Being a professional model is something to be proud of, right? Not in my case, it’s actually something I hide. I was always taught the woman’s body should be covered up. I grew up believing that it was something special, to be saved for intimate times or possibly even marriage. So when I first started modeling it was very hard for me to be okay with the revealing clothes and the millions of people looking at my body.
While I worked through my issues, (mostly, because I’m still uncomfortable with going topless), my family definitely has not. It was a fascination I always hid. Growing up, I used to sneak fashion magazines into my bedroom and study the poses of the models. My mom found one of them when I was 13 and began lecturing me on the virtues of modesty.
I told her I was merely doing research and that I wouldn’t bring stuff like that into her house again. Little does she know I am in some of those same magazines right now.
I moved out when I was 18 for college. After a year of college, I dropped out to work full-time. I told my family I got a job in marketing. Most of them accepted it. When some of them started asking specifics, I told them I actually worked in fashion merchandising (it helps explain why I am so well-dressed).
I never intend to tell them what I actually do, because it will cause such an uproar that I’d probably be uninvited from family events.
You’re probably wondering what the big deal is, right? Well, the way my family thinks, modeling is the same as prostitution. It doesn’t matter if we are having sex, we are getting paid to show skin and that is the same as being a hooker.
One time I tried to explain to my dad, who owns a business, that businesses in the fashion industry need models to sell their clothes.
“Why do they need to sell such sexy clothes? They do not.

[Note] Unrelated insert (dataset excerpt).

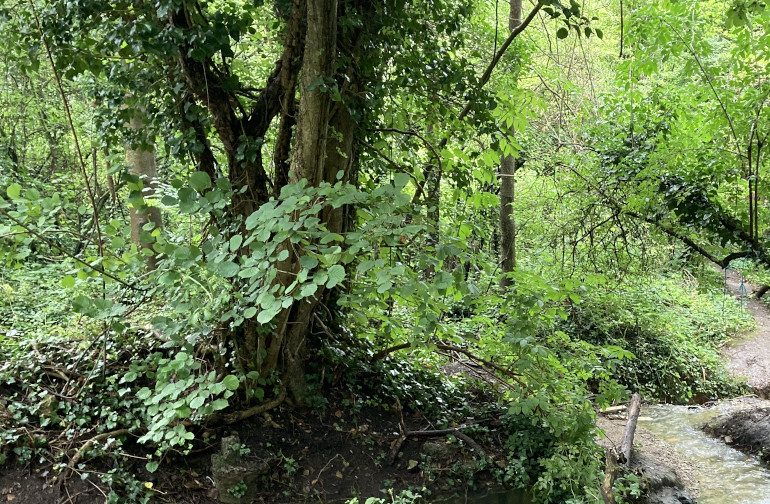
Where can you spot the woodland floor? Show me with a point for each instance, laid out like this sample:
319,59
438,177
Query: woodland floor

Women are already beautiful; they do not need to wear revealing clothes to attract a good mate,” and then he kisses me on my forehead and walks away.
There is no winning with them.
I mean, I love my culture and my family, but I really wish they would catch up with today’s world. Even if we choose not to dress in the latest fashions, most people do. I am merely providing a service for those who are trying to sell those clothes. If I take a picture in a short dress with sheer fabrics, that doesn’t mean I’m going to suddenly have no morals. It doesn’t mean I’m promiscuous and out looking for trouble.
I know this, and I believe that if my family would just listen they’d understand. However, they’re not known for being very open-minded and I’m not taking the chance of hoping that today is the day they change.
I’ll just continue telling them I work in marketing, fashion merchandising or makeup. What they don’t know won’t kill them.